Peran internal militer
dalam OMSP hanya ditujukan sebagai bantuan terhadap instansi sipil karena
adanya permintaan dari institusi sipil sehingga pelibatan militer itu pilihan
terakhir (last resort), di bawah
otoritas sipil yang bertanggung jawab, dan hanya dibatasi dalam hal penguatan
kapabilitas dan kapasitas yang dibutuhkan. Lebih dari itu, pelibatan militer
dalam OMSP harus didasarkan pada keputusan politik (prinsip legitimasi),
bersifat sementara dan militer tidak berperan sebagai leading role.
Di Indonesia,
keterlibatan militer dalam OMSP diatur dalam UU TNI Nomor 34 Tahun 2004.
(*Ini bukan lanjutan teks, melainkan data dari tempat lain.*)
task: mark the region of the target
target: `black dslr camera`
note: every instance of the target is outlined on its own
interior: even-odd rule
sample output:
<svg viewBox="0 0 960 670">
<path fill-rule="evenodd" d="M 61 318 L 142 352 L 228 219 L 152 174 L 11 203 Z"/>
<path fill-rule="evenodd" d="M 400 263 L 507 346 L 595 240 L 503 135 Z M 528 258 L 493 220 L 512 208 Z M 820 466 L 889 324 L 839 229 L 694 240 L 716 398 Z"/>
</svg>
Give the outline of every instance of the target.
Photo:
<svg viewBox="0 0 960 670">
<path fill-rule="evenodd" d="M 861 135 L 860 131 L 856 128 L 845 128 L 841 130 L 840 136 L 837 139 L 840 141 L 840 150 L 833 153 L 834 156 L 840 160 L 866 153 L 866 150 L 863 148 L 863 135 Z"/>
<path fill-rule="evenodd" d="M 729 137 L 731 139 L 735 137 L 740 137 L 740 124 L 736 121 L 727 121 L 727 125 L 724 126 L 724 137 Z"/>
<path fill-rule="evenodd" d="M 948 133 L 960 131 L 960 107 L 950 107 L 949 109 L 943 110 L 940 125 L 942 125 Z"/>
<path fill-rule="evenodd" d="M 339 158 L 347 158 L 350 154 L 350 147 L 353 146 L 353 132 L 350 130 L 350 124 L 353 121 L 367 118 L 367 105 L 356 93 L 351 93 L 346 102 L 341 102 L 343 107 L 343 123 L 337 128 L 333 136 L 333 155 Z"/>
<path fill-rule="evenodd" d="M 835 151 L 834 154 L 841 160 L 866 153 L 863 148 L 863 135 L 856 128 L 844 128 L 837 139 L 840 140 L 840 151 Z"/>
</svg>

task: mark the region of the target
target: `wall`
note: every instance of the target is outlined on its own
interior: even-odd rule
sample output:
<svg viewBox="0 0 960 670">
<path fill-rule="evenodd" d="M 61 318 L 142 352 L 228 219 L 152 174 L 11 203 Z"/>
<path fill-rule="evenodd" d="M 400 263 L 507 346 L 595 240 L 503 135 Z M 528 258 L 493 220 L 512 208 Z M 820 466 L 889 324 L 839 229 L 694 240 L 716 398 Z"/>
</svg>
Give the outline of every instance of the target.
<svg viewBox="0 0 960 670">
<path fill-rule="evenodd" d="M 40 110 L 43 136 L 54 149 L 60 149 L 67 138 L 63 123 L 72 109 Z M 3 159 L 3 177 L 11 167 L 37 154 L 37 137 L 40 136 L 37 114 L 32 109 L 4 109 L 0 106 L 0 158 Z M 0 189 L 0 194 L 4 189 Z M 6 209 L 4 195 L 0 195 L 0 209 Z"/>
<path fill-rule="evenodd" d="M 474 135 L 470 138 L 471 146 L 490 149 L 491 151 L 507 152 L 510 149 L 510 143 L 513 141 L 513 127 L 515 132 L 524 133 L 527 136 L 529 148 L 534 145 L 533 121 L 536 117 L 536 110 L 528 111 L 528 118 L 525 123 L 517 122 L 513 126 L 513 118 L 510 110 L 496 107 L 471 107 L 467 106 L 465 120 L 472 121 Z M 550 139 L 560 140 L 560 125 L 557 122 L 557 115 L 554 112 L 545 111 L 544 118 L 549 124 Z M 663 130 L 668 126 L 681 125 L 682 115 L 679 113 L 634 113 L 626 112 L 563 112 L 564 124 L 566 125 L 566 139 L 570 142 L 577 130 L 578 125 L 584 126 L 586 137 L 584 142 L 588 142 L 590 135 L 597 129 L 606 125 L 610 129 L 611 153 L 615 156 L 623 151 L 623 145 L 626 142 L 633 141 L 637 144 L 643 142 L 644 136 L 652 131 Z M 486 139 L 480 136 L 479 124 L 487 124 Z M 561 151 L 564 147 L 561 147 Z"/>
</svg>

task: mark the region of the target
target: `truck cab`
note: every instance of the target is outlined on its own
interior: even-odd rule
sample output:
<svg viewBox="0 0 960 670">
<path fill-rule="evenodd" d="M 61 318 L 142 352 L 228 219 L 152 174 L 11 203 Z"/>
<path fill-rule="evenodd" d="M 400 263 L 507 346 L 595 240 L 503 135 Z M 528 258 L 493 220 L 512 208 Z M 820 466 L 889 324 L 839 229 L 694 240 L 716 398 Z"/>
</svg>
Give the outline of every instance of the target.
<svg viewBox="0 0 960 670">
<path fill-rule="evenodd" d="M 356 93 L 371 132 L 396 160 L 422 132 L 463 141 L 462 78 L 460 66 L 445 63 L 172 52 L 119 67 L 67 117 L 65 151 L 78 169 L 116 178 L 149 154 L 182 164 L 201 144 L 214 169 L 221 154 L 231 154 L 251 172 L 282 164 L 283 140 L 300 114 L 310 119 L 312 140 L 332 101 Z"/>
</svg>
Pasal 7 ayat 3 menyebutkan, keterlibatan TNI dalam menjalankan tugas operasi
militer selain perang hanya bisa dilakukan jika ada kebijakan dan keputusan
politik negara. Yang dimaksud dengan keputusan politik negara di dalam UU TNI
adalah kebijakan politik pemerintah bersama- sama DPR yang dirumuskan melalui
mekanisme hubungan kerja antara pemerintah dan DPR, seperti rapat konsultasi
dan rapat kerja sesuai dengan peraturan perundang-undangan (Penjelasan Pasal
5 UU TNI).
Dalam konteks
tersebut, dugaan keterlibatan oknum prajurit TNI AD di Pilkada Kepulauan Riau
secara berlebihan di mana sampai terlibat dalam upaya menangkap saksi pemilu
adalah bentuk tindakan yang melanggar UU TNI dan dapat dikatakan sebagai
bentuk keterlibatan oknum militer dalam politik praktis. Di Indonesia, upaya penegakan hukum
dijalankan oleh kepolisian dan bukan
oleh TNI. TNI adalah alat pertahanan negara dan bukan institusi penegakan
hukum.
Kehendak untuk
menjauhkan militer di dalam kegiatan politik praktis adalah sesuatu yang
perlu kita rawat bersama demi keberlangsungan proses berdemokrasi. Pemimpin
sipil tidak boleh menarik-narik militer untuk terlibat dalam kegiatan politik
praktis dan sebaliknya institusi militer juga jangan mencoba-coba kembali
masuk dalam kehidupan politik praktis.
Institusi militer harus tetap diletakkan sebagai alat pertahanan
negara yang profesional. Dengan demikian, menjadi penting bagi otoritas
politik untuk memenuhi kebutuhan utama tentara di bidang pertahanan demi
terciptanya tentara yang profesional. Kebutuhan utama itu meliputi
modernisasi persenjataan, peningkatan kualitas dan kuantitas pelatihan serta
pendidikan, serta yang terpenting adalah peningkatan kesejahteraan prajurit.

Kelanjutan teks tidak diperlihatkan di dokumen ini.